Subsequent use of wind tunnels proliferated as the science of aerodynamics and discipline of
aeronautical engineering were established and air travel and power were developed.
The US Navy in 1916 built one of the largest wind tunnels in the world at that time at the
Washington Navy Yard. The inlet was almost 11 feet (3.4 m) in diameter and the discharge part
was 7 feet (2.1 m) in diameter. A 500 hp electric motor drove the paddle type fan blades.

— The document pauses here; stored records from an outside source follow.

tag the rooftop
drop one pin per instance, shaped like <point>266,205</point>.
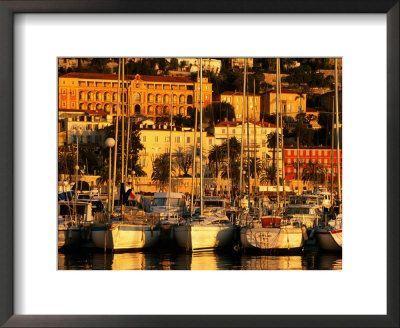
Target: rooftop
<point>146,78</point>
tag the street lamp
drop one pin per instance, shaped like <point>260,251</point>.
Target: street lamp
<point>110,143</point>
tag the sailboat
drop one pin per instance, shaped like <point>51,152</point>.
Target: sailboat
<point>273,232</point>
<point>209,230</point>
<point>330,237</point>
<point>121,231</point>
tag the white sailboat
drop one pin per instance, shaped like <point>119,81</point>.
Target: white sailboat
<point>273,232</point>
<point>121,231</point>
<point>209,230</point>
<point>330,237</point>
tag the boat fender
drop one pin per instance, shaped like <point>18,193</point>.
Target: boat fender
<point>304,232</point>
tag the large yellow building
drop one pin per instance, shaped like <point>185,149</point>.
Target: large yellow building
<point>156,141</point>
<point>236,100</point>
<point>292,102</point>
<point>149,96</point>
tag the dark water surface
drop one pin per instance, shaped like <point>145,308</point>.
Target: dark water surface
<point>175,259</point>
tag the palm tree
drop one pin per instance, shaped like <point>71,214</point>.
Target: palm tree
<point>268,174</point>
<point>258,167</point>
<point>271,143</point>
<point>184,162</point>
<point>161,170</point>
<point>314,172</point>
<point>216,157</point>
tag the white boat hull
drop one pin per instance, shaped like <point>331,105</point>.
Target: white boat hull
<point>120,236</point>
<point>68,236</point>
<point>202,237</point>
<point>271,238</point>
<point>330,240</point>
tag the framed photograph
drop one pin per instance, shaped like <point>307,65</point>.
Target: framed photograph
<point>54,130</point>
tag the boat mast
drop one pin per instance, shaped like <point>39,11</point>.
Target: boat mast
<point>128,134</point>
<point>248,142</point>
<point>201,138</point>
<point>123,123</point>
<point>277,131</point>
<point>242,134</point>
<point>229,161</point>
<point>337,132</point>
<point>332,146</point>
<point>255,136</point>
<point>170,153</point>
<point>194,169</point>
<point>116,135</point>
<point>281,138</point>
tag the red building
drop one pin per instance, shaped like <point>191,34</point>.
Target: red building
<point>315,160</point>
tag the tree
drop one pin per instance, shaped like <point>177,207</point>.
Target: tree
<point>184,162</point>
<point>216,157</point>
<point>314,172</point>
<point>160,173</point>
<point>182,64</point>
<point>135,146</point>
<point>234,160</point>
<point>173,64</point>
<point>216,112</point>
<point>268,174</point>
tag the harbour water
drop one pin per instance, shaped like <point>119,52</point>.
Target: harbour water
<point>175,259</point>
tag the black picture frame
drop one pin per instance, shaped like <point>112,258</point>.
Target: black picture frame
<point>7,11</point>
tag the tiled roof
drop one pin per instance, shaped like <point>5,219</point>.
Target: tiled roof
<point>236,93</point>
<point>147,78</point>
<point>236,123</point>
<point>283,90</point>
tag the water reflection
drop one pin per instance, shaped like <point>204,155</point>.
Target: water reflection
<point>88,259</point>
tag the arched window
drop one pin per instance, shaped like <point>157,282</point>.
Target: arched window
<point>137,109</point>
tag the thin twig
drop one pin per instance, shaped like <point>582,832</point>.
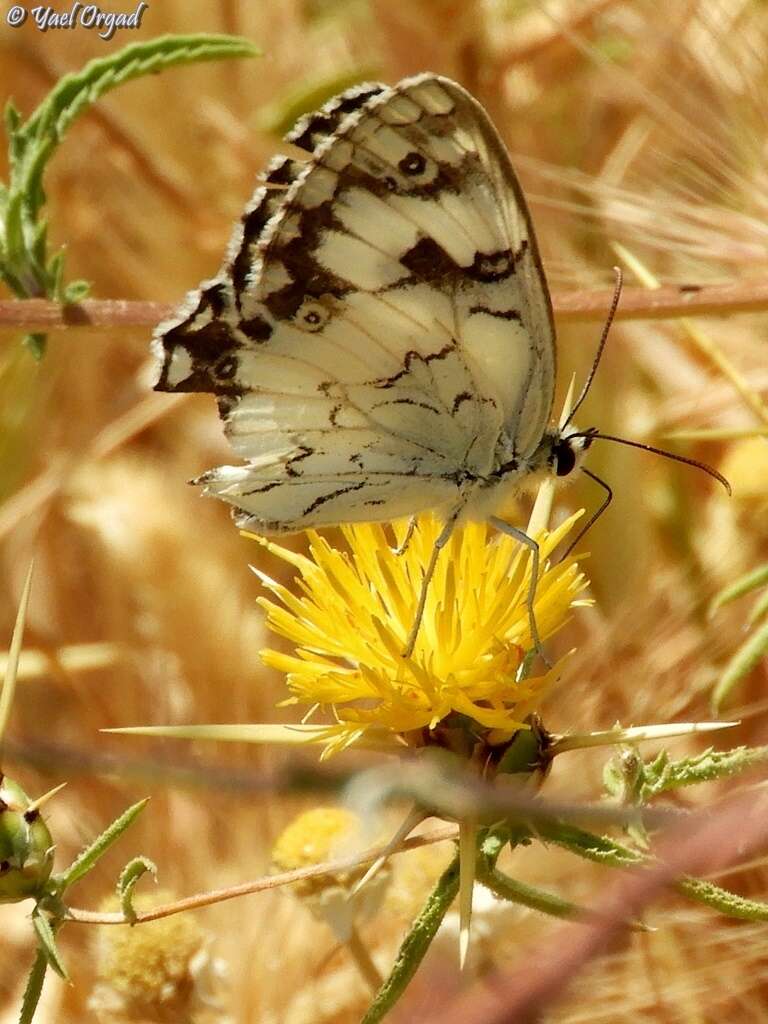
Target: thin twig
<point>77,915</point>
<point>637,303</point>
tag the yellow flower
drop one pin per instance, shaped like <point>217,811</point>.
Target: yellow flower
<point>356,607</point>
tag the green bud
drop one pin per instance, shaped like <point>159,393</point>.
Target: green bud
<point>26,845</point>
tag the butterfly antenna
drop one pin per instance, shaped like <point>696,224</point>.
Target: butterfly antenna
<point>595,515</point>
<point>594,435</point>
<point>601,346</point>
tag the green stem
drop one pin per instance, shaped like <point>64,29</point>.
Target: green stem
<point>416,943</point>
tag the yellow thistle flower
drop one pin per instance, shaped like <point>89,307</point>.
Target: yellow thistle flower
<point>356,607</point>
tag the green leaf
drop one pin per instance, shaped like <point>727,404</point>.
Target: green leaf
<point>723,900</point>
<point>744,659</point>
<point>416,943</point>
<point>536,899</point>
<point>744,585</point>
<point>25,264</point>
<point>600,849</point>
<point>759,610</point>
<point>47,943</point>
<point>663,774</point>
<point>75,92</point>
<point>127,883</point>
<point>34,988</point>
<point>36,343</point>
<point>85,861</point>
<point>76,291</point>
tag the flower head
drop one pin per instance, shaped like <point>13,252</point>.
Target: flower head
<point>315,837</point>
<point>356,607</point>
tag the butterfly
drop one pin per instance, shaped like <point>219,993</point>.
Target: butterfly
<point>380,338</point>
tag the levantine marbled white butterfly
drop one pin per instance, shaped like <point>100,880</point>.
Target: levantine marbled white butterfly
<point>380,338</point>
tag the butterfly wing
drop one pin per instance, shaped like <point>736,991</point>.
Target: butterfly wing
<point>381,321</point>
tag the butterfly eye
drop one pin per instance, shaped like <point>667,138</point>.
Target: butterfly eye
<point>226,368</point>
<point>312,316</point>
<point>564,459</point>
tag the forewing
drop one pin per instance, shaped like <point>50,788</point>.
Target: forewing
<point>382,314</point>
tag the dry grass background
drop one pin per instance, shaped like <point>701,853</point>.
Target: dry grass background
<point>625,126</point>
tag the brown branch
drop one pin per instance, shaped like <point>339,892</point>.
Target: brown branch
<point>702,845</point>
<point>81,916</point>
<point>637,303</point>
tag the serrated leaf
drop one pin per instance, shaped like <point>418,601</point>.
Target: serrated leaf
<point>127,883</point>
<point>36,343</point>
<point>47,943</point>
<point>744,659</point>
<point>663,774</point>
<point>85,861</point>
<point>416,943</point>
<point>34,988</point>
<point>600,849</point>
<point>26,268</point>
<point>744,585</point>
<point>721,899</point>
<point>514,891</point>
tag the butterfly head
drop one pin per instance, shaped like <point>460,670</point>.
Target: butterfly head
<point>565,452</point>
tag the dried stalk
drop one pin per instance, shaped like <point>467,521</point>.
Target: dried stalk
<point>637,303</point>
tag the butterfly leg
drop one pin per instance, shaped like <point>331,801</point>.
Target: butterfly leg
<point>402,546</point>
<point>439,544</point>
<point>522,537</point>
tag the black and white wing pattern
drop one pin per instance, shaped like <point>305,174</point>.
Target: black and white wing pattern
<point>381,329</point>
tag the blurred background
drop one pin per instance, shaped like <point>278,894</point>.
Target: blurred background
<point>625,127</point>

Until World War Two, the world's largest wind tunnel was built in 1929 and located in a suburb
of Paris, Chalais-Meudon, France. It was designed to test full size aircraft and had six large fans
driven by high powered electric motors.
How it works
Air is blown or sucked through a duct equipped with a viewing port and instrumentation where
models or geometrical shapes are mounted for study. Typically the air is moved through the
tunnel using a series of fans. For very large wind tunnels several meters in diameter, a single
large fan is not practical, and so instead an array of multiple fans are used in parallel to provide
sufficient airflow. Due to the sheer volume and speed of air movement required, the fans may be
powered by stationary turbofan engines rather than electric motors.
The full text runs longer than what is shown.